Good article Hugh. The bottom line is that when you add up all the costs, including the duplicate on demand backup power, a larger/more complex grid, shorter life span, huge waste disposal, then remove all the large state green energy subsidies, wind and solar are much more costly energy sources.
China dominates their global supply chains too, unlike nuclear, where Canada is self sufficient.
Too bad most media reporting doesn’t report most of these important facts.
Good article Hugh. I am a proponent of nuclear not only for base load but renewable energy along with hydro. The concern I have is what happens to these solar panels when their contract life cycle is done. We have a 10KW system with 52 panels that is getting near the end of use as well as the diverters that are beginning to break down. Battery storage for us is not a economical option. We use a place in North Palm Springs and I visit their massive wind farm out of curiosity each trip and am mind boggled at the amount of maintenance that is required to keep them going, especially the older ones. I would like to see the business case, if there is one. Not convinced that wind or solar is the way to go. Not only is it a blight on the landscape but the farm near us on Lake Erie has more wind downtime than uptime.

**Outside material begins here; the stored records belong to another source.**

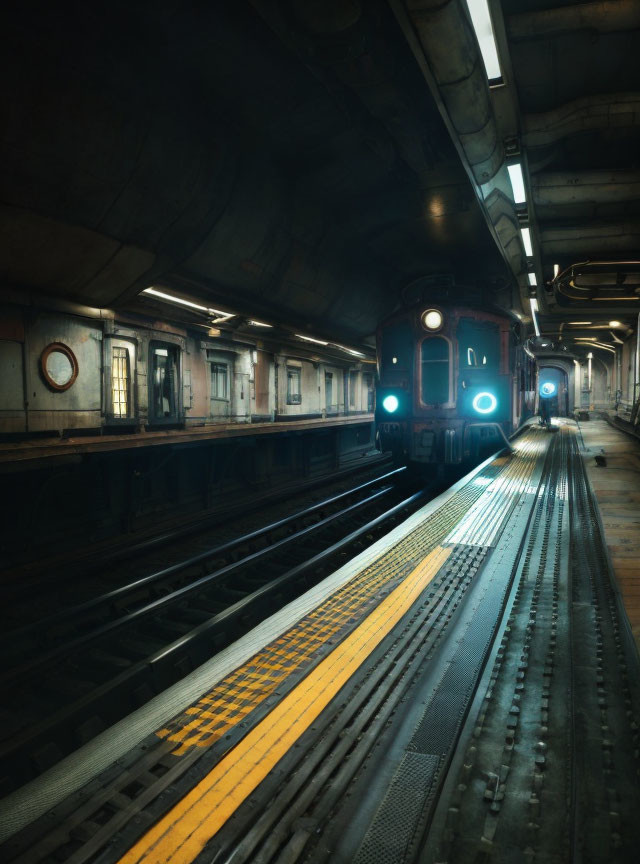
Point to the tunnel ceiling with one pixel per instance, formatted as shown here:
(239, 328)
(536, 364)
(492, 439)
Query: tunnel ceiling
(292, 166)
(305, 161)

Good question Bill. According to Environment Canada, the sources of Canada’s emissions in 2017 were: 27% from oil and gas extraction and refining, 24% from transportation (buring oil), 12% from heating buildings (burning gas), 10% from electricity (mainly from burning coal in Alberta and Sask.) 10% from heavy industry (mining, steel, cement, chemicals), 10% from Agriculture (5% from growing plants to feed animals and humans and 5% from methane emissions from animals and manure), and 6% from light industry (manufacturing, forestry, and construction). We know how to elimiate or offset all of these emissions. We just need to get at it. That will cost a lot of money but will provide lots of good jobs.. It will ulimately cost a lot less than not doing it.
Hugh ,how about checking out the amount of greenhouse gas being released into the atmosphere by Giant , and I stress Giant , corporate meat packing farms ?
You might find their release even higher than those from carbon fuels !
P.S.: I am NOT talking about Family Farms !!!!